Method 1: Linear Differential Equation

1. Rearrange the equation: $\frac{dy}{dx} + \frac{1}{x}y = -1$

2. Identify $P(x)$ and $Q(x)$: $P(x) = \frac{1}{x}$ and $Q(x) = -1$.

3. Calculate the Integrating Factor (IF): $IF = e^{\int P(x)dx} = e^{\int \frac{1}{x}dx} = x$

4. Apply the general solution formula: $y \cdot IF = \int Q(x) \cdot IF \ dx + C$ $xy = \int -x \ dx + C$ $xy = -\frac{x^2}{2} + C$

5. Rearrange the solution: $x^2 + 2xy = 2C$ $x^2 + 2xy = c$

Method 2: Exact Differential Equation

1. Identify $M(x,y)$ and $N(x,y)$: $M(x,y) = x+y$ and $N(x,y) = x$.

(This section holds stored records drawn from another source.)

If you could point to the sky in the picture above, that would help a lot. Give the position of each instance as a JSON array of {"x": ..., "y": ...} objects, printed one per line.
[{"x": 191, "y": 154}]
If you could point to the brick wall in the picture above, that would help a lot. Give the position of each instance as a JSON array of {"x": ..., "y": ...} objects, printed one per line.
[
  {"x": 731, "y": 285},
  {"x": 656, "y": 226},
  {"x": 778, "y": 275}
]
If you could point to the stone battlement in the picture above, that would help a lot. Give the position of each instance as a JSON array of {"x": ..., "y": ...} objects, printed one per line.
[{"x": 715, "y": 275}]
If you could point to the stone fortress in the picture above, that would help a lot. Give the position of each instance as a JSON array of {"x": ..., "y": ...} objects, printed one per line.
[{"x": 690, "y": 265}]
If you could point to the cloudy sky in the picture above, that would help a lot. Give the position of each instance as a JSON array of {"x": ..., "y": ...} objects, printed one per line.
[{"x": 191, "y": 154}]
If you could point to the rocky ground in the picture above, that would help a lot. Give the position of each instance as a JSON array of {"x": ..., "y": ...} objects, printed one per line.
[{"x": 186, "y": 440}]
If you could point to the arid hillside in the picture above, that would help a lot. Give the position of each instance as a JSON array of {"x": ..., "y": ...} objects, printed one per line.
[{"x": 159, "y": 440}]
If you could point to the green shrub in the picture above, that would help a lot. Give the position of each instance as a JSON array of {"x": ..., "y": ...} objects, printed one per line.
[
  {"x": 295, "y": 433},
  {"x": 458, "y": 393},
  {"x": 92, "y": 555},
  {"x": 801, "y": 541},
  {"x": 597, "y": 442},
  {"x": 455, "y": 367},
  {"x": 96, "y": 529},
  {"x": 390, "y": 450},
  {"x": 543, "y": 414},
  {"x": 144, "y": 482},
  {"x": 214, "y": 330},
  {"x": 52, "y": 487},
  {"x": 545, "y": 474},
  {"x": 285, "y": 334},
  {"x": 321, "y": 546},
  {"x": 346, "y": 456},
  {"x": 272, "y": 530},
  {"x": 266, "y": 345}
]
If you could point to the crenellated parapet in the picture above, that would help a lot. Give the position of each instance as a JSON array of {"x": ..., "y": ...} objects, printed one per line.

2. Check for exactness: $\frac{\partial M}{\partial y} = 1$ and $\frac{\partial N}{\partial x} = 1$. Since $\frac{\partial M}{\partial y} = \frac{\partial N}{\partial x}$, the equation is exact.

3. Find the potential function $f(x,y)$: $f(x,y) = \int (x+y) dx + g(y) = \frac{x^2}{2} + xy + g(y)$

4. Differentiate $f(x,y)$ with respect to $y$: $\frac{\partial f}{\partial y} = x + g'(y) = x$, so $g'(y) = 0$.

5. Integrate $g'(y)$: $g(y) = C_1$

6. Substitute back into $f(x,y)$: $f(x,y) = \frac{x^2}{2} + xy = c$ $x^2 + 2xy = c$

Both methods yield the same solution: $x^2 + 2xy = c$.